So spoke my friend Drury, when I told him how matters stood with me. One half of my mind held him wise, but that did not in the least quench my desire to settle my quarrel with Vliet man to man. I have often done things, knowing all the while I was a fool for doing them; my difficulty not being lack of wisdom (for my friends have always been ready to supply me with the best) so much as want of liking for it.
While I waited at Belshaw for the answer to my challenge, my friend gave me many particulars of the history of Captain John Smith, whom he thought one of the greatest men in the world, although the captain was his cousin.
"He is now in London," said John, "and in hope to lead another expedition. He will snap you up at a word. A tall fellow who has more lives than a cat, and relishes fighting better than his victuals, will suit him to admiration."
"There, indeed, you mistake me," I protested. "I am no lover of brawls, and would go far to avoid one."
"But not so far as to the house of a justice of the peace—eh?" answered John, with his low, pleasant laugh. "I have been wondering why you hate Lord Sheffield so cordially."
"Oh! that is a very old story. His younger brother—younger by nine or ten years—and I were playmates. He was a tender little chap, and I was a big, hulking boy; but I was his squire, ready almost to be his dog, partly because he was as delicate as a girl, and partly because he was of so fine a spirit. Child as he was, he could make me laugh or cry by the music he drew out of his fiddle. What was the driest taskwork to me was play to him, and while I slowly spelled out a story of Greece or Rome, he was somehow rapt away, and seeing it all enacted before his eyes. And he told tales of his own making such as I never heard or read. But I cannot describe him.

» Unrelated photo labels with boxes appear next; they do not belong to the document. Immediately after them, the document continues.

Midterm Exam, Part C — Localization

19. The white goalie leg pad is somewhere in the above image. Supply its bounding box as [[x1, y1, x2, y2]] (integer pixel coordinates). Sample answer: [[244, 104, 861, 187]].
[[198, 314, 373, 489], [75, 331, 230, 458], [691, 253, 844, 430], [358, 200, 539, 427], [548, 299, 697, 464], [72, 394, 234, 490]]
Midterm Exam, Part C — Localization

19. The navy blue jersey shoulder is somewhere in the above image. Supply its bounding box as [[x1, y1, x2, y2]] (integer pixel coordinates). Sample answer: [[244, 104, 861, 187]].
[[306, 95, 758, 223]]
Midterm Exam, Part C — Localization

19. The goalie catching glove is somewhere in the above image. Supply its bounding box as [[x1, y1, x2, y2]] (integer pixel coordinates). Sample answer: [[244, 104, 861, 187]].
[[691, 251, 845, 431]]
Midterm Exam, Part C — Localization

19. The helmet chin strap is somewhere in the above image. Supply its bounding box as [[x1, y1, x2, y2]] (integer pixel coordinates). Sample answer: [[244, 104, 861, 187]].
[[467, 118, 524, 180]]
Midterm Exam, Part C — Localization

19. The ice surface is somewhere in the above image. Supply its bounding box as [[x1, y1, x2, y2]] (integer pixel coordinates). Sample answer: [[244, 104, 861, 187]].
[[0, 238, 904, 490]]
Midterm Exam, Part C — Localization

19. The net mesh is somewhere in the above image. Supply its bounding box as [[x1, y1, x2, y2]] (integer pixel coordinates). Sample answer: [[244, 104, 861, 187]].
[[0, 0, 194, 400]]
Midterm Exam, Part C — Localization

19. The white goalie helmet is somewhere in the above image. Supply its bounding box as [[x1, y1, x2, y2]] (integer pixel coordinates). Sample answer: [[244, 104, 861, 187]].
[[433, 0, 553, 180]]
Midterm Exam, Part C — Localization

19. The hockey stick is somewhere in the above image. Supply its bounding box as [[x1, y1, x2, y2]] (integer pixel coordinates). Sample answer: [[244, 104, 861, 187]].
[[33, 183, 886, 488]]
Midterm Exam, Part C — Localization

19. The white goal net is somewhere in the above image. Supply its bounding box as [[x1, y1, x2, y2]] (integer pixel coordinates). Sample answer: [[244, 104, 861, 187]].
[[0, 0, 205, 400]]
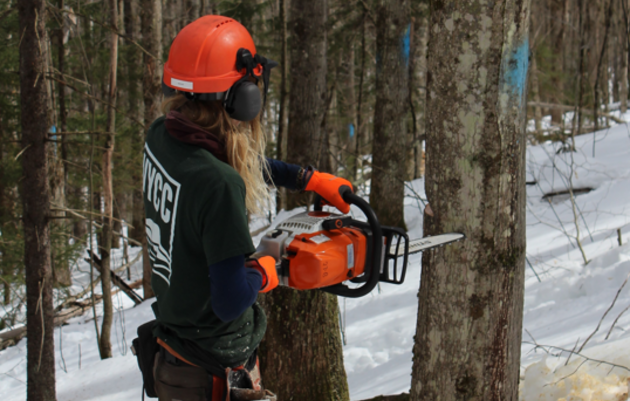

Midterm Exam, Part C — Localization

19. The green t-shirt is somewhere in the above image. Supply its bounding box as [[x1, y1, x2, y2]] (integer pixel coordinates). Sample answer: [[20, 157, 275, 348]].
[[142, 117, 267, 367]]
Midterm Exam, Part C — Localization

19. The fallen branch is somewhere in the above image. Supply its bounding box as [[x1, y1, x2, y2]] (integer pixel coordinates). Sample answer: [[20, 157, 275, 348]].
[[577, 273, 630, 352], [0, 295, 103, 350], [363, 393, 411, 401], [85, 250, 144, 305], [527, 102, 626, 124]]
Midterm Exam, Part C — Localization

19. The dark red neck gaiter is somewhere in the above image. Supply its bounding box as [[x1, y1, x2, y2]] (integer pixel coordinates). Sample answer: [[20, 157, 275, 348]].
[[164, 110, 228, 163]]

His elder brother used to torment him with the devil's own cunning. Edmund was feeble in body and timid, but he scorned to be a coward. His chief pride he took in that his father had received the Garter for his courageous exploits against the Spanish Armada, and he would not own to fear, even when he was ready to die of it. Sheffield practised on the child's pride and terror, endlessly. An old mastiff, chained in the courtyard, was so savage (with some kind of pain, poor beast, I doubt not) that the kennel-man feared to deal with it. One day Sheffield dared his little brother to go up to the dog, swearing him a coward if he did not. Edmund went within the reach of the mastiff, and fell down in a faint. The dog was nobler than the brother, and did not touch the child. At another time, Sheffield tied a rope round Edmund's body and lowered him far down the deepest well, threatening to let go the rope, and paying it so fast as to terrify the boy into thinking he had done so."

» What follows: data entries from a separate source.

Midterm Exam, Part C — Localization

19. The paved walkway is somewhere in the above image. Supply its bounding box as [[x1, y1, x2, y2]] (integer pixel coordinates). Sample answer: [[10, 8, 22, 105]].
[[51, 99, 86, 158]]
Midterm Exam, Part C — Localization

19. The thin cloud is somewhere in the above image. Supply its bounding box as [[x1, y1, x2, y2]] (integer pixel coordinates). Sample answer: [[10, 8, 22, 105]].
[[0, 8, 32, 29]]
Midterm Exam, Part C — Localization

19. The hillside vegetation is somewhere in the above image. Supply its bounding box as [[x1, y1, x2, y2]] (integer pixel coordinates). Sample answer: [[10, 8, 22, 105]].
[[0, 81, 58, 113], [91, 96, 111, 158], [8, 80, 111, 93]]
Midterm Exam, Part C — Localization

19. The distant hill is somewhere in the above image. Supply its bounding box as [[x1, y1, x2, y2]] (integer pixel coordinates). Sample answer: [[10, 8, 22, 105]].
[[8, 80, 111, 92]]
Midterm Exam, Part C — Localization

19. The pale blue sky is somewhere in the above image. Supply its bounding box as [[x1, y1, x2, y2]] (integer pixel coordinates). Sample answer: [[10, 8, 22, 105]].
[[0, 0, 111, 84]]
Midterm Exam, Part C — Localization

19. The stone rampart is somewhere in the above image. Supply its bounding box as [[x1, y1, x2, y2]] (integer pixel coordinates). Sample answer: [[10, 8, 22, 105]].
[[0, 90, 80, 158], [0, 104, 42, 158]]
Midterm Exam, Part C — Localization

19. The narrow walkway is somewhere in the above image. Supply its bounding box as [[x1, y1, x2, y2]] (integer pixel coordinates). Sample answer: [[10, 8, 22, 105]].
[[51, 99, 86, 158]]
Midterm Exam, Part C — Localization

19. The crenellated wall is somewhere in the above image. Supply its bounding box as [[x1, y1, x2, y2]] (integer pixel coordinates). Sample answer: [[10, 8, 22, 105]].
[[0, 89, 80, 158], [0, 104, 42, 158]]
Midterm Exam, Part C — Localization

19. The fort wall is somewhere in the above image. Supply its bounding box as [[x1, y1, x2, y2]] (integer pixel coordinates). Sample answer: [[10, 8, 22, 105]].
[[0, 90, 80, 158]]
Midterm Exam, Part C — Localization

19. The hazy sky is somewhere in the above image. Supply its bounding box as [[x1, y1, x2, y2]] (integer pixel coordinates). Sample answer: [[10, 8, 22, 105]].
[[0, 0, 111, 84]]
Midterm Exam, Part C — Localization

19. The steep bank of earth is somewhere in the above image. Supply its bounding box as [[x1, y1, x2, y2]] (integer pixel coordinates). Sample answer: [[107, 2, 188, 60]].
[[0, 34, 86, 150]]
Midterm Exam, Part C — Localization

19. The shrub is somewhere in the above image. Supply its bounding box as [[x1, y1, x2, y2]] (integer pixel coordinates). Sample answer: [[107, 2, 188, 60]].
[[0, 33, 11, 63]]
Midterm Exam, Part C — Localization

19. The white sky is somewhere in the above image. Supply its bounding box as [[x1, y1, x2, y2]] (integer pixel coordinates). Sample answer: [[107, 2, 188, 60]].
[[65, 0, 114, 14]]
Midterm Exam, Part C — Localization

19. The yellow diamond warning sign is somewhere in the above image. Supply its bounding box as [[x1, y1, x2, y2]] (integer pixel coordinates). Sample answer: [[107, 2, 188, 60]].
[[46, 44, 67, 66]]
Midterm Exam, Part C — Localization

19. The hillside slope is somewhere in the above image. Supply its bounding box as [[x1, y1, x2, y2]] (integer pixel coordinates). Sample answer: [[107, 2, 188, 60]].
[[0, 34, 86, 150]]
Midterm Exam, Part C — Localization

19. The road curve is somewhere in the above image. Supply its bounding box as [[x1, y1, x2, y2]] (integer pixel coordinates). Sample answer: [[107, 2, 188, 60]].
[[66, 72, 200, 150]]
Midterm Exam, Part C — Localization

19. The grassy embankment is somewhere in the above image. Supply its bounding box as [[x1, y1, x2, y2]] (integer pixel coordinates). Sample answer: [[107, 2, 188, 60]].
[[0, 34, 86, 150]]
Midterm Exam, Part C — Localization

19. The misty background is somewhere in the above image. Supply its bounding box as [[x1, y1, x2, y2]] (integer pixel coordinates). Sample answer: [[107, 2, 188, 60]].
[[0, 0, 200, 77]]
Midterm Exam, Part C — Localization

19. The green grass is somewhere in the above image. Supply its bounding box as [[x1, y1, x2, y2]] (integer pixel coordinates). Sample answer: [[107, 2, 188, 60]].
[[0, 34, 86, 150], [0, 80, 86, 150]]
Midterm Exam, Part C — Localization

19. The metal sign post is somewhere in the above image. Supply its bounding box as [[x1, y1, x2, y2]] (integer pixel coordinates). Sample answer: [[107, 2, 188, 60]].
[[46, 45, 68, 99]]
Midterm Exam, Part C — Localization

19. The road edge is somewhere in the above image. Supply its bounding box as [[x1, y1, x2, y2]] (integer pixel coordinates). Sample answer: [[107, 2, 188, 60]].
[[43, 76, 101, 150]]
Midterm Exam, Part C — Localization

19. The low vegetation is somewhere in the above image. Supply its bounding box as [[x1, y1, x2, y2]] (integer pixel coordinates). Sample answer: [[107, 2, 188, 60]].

"But why, in Heaven's name, didn't the little one appeal to his father?"
"He would have died sooner. He was drawn up from the well more dead than alive, and was ill for days after, but he never breathed a word about the torture he had been put to, except to me."
"But why didn't you acquaint his lordship with what went on? You couldn't be afraid of the big brother."
"I was afraid of my hero's contempt. He would have thought me dastardly, traitorous, I know not what, if I had told tales of the cruelty he was too proud to complain of himself. But there came an end to the business, and I made it. Looking for Edmund one day, I went into an outhouse, where Sheffield had the little fellow across his knee, held fast as in a vice, and the demon was pinching his tender body with slow, screwing pinches. Edmund was writhing and moaning. I didn't stop to think, but struck the tormentor's cheek as hard as I could with my fist, and the next instant we were going at each other with all our might. I was only a lad of fourteen and he a man of twenty-four, but I was tall and strong for my age. He knocked me down pretty often, but I was up like a cat and flew at him again, until, either in fear lest he should kill me, or in fear for himself, he opened the door and ran. Shortly afterward, as Edmund led me across the courtyard—for both my eyes were puffed up so that I could not see—it chanced that the earl met us, and would have an account of what I had been doing. Nothing loth, I answered his questions, and he heard enough to make him careful Edmund suffered no more at the hands of his brother. The dear little fellow died a year later. I could tell you more, but do you wonder I hate my Lord Sheffield?"